Diary: In the Day of the Postman
In or around June 1995 human character changed again. Or rather, it began to undergo a metamorphosis that is still not complete, but is profound. When I think about, say, 1995, or whenever the last moment was before most of us were on the internet and had mobile phones, it seems like a hundred years ago.

Letters morphed into emails, and for a long time emails had all the depth and complexity of letters. They were a beautiful new form that spliced together the intimacy of what you might write from the heart with the speed of telegraphs. Then emails deteriorated into something more like text messages. Soon phone calls were made mostly on mobile phones, whose sound quality is mediocre and prone to failure. Communication between two people often turned into group chatter: you told all your Facebook friends or Twitter followers how you felt, and followed the popularity of your post or tweet. Your life had ratings.

Our lives are a constant swirl of information, of emails that can be checked on phones, and phones that are checked in theatres and bedrooms, for texts and news that stream in constantly. There is so much information that our ability to focus on any piece of it is interrupted by other information, so that we bathe in information but hardly absorb or analyse it.

Nearly everyone I know feels that some quality of concentration they once possessed has been destroyed. Reading books has become hard; the mind keeps wanting to shift from whatever it is paying attention to to pay attention to something else. A restlessness has seized hold of many of us, a sense that we should be doing something else, no matter what we are doing, or doing at least two things at once. It’s an anxiety about keeping up, about not being left out or getting behind.

The older people I know are less affected because they don’t partake so much of new media, or because their habits of mind and time are entrenched. The really young swim like fish through the new media and hardly seem to know that life was ever different. But those of us in the middle feel a sense of loss. I think it is for a quality of time we no longer have, and that is hard to name and harder to imagine reclaiming. My time does not come in large, focused blocks, but in fragments and shards.
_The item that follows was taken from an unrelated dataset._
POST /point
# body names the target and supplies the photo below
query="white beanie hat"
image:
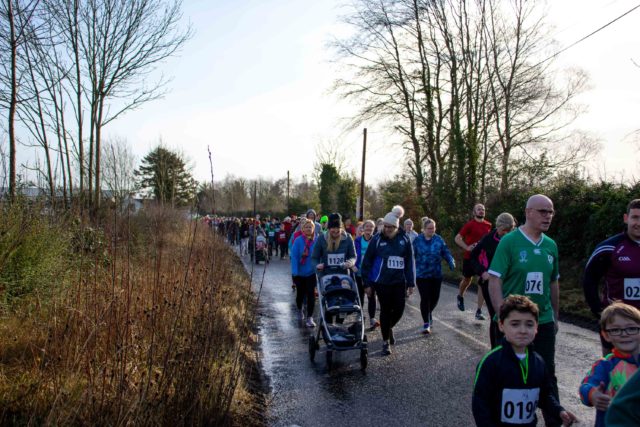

The fault is my own, arguably, but it’s yours too – it’s the fault of everyone I know who rarely finds herself or himself with uninterrupted hours. We’re shattered. We’re breaking up.

Copy paste the link to remember when I’m writing.

I’m supposed to be writing.

But I haven’t been writing and now I’ve run out of time. School is almost finished and the children will be waiting. I will be late, again. I will read in the playground instead of playing with them, attempting to make up lost time. Attention, and awareness, and discipline, and effort, and being able truly to care about other people and to sacrifice for them, over and over. A quality of time we no longer have. A sense of loss.